İşte Dejeneratif disk Hastalığı (DDH) da halk arasında az bilinen fakat mutlaka hekimlerin tedavi etmesi gereken ve bel ağrılarının en sık görülen nedenidir. Çok ayakta kalınca, özellikle çok oturunca ve de ayağa kalkma esnasında ya da ağır bir şey kaldırıldığında AĞRI şeklinde karşımıza çıkan bir rahatsızlıktır. Yaşlanmamızın doğal bir sonucu olarak omurgalarımızın arasında bulunan disklerin (yastıkçıkların ) yıpranması, aşınması, esnekliğini kaybetmesi, doğal suyunu kaybetmesi olarak tanımlayabiliriz. Omurgalarımız arasında bulunan yastıkçıklar ağırlık taşırken veya vucudumuzun çok karmaşık hareketlerinde özellikle belimizde bir amortisör görevi görerek bedenimizin dengeli hareket etmesini ve ağrı oluşmaması için destek görevini üstlenirler, Çok farklı nedenlerden dolayı DDH görülebilir,: Bir yaşlılık hastalığı olmasına rağmen genç insanlarda da görülebilir.

Eğer geçmeyen bel boyun ağrısı varsa sizde DDH olabilir. En çok bel de görülür. Sinsi ilerleyici gittikçe daha fazla rahatsızlık ve ağrı verici, günlük yaşam kalitemizi bozucu hatta ilaçlarla geçmemeye başlayan bir hastalıktır.Tıbbi olarak Spondiloz deyimi ile ifade edilir.

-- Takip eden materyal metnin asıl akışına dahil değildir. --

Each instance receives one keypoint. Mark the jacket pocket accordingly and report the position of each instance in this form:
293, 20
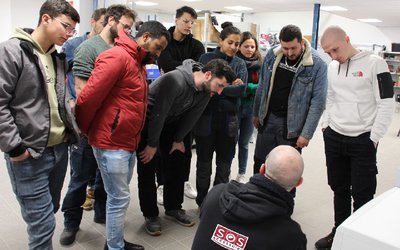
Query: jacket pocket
115, 121
203, 125
233, 125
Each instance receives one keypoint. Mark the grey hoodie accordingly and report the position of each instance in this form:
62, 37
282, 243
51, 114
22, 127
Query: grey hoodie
173, 96
24, 104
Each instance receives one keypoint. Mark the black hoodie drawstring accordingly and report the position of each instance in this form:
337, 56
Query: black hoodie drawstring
348, 66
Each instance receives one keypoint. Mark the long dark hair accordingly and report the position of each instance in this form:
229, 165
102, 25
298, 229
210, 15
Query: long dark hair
246, 35
228, 29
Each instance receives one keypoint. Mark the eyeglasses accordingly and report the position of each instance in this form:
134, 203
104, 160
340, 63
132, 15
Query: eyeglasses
68, 28
188, 21
126, 27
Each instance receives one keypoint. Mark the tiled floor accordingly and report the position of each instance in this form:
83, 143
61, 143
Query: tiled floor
313, 208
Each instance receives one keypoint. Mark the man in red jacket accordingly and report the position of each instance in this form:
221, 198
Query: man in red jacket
111, 111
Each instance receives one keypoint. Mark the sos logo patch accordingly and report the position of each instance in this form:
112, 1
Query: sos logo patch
229, 239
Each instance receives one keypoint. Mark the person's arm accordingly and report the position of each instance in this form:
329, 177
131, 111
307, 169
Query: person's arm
10, 68
198, 50
167, 62
383, 92
84, 61
259, 91
190, 118
80, 83
238, 90
105, 75
166, 94
329, 100
317, 103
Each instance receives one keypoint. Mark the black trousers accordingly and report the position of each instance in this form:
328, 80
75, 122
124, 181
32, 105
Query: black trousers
352, 170
272, 134
174, 169
221, 139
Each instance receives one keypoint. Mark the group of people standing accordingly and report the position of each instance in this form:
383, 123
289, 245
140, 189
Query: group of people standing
216, 98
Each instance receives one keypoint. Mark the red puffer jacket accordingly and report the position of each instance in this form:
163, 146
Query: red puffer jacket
112, 107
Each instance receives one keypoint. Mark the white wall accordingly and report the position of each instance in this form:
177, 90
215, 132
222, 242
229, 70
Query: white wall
25, 13
360, 33
85, 10
272, 22
392, 33
5, 19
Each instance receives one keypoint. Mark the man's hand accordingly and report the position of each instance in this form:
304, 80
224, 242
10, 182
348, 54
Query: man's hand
301, 142
256, 122
21, 157
147, 154
177, 146
72, 104
238, 81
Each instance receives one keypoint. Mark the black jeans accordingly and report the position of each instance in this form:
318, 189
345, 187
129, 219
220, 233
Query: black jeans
83, 168
173, 167
272, 134
352, 170
221, 139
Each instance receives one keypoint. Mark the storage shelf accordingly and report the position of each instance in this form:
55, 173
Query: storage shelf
392, 60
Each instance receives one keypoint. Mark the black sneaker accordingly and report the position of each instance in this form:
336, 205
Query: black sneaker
128, 246
180, 216
326, 242
68, 235
99, 220
153, 225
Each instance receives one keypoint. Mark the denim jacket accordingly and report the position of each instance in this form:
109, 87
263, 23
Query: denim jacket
69, 48
307, 96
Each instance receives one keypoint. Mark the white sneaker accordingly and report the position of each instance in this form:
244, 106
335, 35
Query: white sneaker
189, 191
240, 178
160, 195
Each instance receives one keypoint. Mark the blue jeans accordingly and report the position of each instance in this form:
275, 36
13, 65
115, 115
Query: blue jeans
83, 168
37, 184
245, 117
116, 167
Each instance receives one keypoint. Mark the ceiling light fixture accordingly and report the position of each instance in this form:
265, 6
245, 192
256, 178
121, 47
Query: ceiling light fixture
333, 8
238, 8
145, 3
369, 20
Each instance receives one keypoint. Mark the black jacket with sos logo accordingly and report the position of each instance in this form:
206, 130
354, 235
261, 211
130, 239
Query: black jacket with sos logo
255, 215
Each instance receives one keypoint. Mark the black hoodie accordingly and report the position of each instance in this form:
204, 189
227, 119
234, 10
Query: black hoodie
178, 51
174, 96
255, 215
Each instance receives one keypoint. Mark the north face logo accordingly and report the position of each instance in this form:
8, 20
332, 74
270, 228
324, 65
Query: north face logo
357, 74
229, 239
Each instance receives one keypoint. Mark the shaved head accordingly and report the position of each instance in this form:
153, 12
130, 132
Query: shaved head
336, 43
333, 33
284, 166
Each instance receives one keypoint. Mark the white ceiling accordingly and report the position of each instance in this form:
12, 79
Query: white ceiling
386, 10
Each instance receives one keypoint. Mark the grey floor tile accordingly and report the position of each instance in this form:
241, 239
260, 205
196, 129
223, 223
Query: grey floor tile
313, 209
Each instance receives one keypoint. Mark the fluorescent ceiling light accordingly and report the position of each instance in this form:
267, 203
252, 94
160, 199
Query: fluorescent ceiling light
145, 3
238, 8
369, 20
333, 8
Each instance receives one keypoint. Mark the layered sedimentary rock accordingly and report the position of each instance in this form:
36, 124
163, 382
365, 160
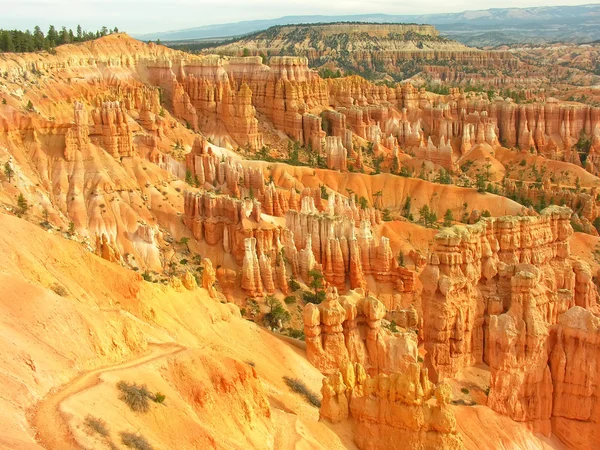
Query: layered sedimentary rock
111, 129
510, 283
107, 249
209, 277
521, 384
77, 137
391, 411
575, 352
348, 330
468, 278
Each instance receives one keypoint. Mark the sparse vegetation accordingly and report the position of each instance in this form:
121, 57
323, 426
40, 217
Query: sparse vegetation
26, 41
59, 290
8, 171
299, 387
277, 315
135, 441
135, 396
22, 206
159, 397
96, 425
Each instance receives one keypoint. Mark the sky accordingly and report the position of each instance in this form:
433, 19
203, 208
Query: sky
146, 16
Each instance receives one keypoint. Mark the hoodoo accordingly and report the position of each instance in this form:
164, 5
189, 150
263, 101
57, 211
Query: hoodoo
338, 235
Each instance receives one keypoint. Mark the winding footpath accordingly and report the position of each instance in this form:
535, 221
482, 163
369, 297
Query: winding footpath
52, 428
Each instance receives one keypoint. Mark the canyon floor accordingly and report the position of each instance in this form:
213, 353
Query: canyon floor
239, 251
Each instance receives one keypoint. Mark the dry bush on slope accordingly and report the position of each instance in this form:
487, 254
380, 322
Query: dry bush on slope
299, 387
97, 425
135, 441
135, 396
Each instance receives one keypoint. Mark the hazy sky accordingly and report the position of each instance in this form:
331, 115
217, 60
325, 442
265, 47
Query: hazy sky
145, 16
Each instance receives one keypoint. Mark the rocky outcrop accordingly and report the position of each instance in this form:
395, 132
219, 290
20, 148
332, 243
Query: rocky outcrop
106, 249
111, 129
521, 384
209, 277
391, 411
575, 351
77, 139
348, 330
469, 274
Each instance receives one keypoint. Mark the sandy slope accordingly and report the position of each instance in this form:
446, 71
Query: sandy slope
106, 328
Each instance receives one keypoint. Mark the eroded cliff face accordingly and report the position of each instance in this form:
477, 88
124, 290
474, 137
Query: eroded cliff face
497, 293
391, 411
133, 149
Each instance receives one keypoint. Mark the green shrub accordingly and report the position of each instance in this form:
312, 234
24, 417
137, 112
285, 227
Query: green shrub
159, 397
135, 441
59, 290
299, 387
294, 285
96, 425
135, 396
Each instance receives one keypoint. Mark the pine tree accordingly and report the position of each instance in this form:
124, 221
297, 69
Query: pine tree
52, 36
22, 206
448, 218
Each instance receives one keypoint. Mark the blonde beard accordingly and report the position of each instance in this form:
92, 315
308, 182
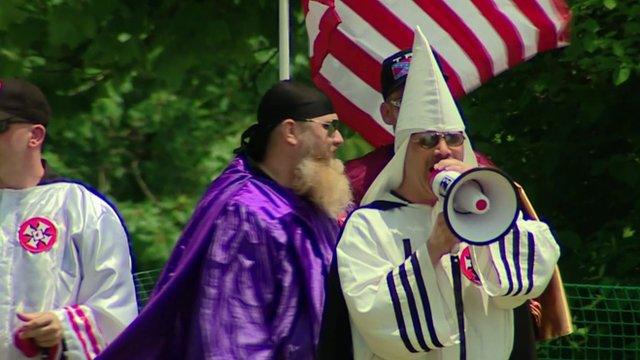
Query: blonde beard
324, 183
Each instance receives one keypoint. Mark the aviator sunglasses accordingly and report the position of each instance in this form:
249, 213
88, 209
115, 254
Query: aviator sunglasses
430, 139
331, 127
4, 124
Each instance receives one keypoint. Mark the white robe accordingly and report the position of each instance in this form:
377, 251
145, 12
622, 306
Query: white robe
84, 277
402, 307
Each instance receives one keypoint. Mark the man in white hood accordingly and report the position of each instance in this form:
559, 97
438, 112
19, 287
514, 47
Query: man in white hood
413, 290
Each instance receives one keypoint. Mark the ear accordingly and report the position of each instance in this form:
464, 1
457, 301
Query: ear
386, 111
290, 132
37, 135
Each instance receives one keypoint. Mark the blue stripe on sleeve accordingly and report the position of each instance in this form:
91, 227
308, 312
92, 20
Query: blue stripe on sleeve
425, 301
415, 318
398, 312
530, 261
516, 259
503, 257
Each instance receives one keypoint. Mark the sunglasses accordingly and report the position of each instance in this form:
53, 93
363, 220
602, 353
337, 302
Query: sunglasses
4, 124
431, 139
396, 103
331, 127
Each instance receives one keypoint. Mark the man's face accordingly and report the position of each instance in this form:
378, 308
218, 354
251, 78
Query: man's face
422, 156
321, 138
320, 176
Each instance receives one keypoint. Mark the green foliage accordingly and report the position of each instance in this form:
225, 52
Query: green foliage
150, 98
564, 125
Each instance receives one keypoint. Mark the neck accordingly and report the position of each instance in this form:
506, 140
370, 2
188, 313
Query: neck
415, 194
21, 174
279, 169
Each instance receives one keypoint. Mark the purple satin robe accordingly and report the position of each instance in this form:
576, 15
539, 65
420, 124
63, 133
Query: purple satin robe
245, 281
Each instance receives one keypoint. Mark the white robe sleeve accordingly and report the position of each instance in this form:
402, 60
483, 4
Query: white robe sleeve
397, 307
519, 266
106, 300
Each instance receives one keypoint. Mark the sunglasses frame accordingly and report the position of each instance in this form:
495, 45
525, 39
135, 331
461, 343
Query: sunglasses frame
447, 136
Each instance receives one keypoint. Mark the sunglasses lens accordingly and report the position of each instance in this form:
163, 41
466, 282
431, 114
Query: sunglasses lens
429, 140
333, 126
454, 139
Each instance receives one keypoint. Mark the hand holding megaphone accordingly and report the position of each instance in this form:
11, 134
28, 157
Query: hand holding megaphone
479, 205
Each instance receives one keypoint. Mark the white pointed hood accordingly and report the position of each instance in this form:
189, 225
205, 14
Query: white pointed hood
427, 104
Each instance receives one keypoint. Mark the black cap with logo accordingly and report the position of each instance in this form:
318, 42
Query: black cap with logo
24, 101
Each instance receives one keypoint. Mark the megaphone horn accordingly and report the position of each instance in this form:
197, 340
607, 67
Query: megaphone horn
480, 205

MR çektirdiğinizde Karanlık Disk dediğimiz normalde yastıkçıkların içi jöle kıvamında olduğundan açık renkte görülür DDH olanlarda ise Tüm disk yani yastıkçık siyah görülür. Bu özelliklerini ve suyunu kaybetmiş diskler artık şok emici, ağırlığı dengeleyici ve belimizi koruyucu özelliklerini yitirmiştirler. Sıvısını kaybetmiş diskler susuz toprak gibi çatlar ve vucut onu tamir etmek için normalde orada olmaması geren damar ve sinirleri bölgeye gönderir. Çatlamış disklerin içersine giren bu sinirler zaman içinde örneğin çok ayakta kalınca ya da ağır kaldırınca hemen Ağrı alarmı verirler. Hem direk temas hemde ağrıya neden olan maddeler hasarlı disk dokusundan salınırlar. Aynı yerden fıtık olma ihtimali daha yüksektir. Şunu da belirtmeliyiz ki her karanlık disk ağrı nedeni olmayabilir. Kesin tanı koymak için bizim diskografi dediğimiz bir yöntemi uygulamak gereklidir. Ameliyathane koşullarında uygulanır.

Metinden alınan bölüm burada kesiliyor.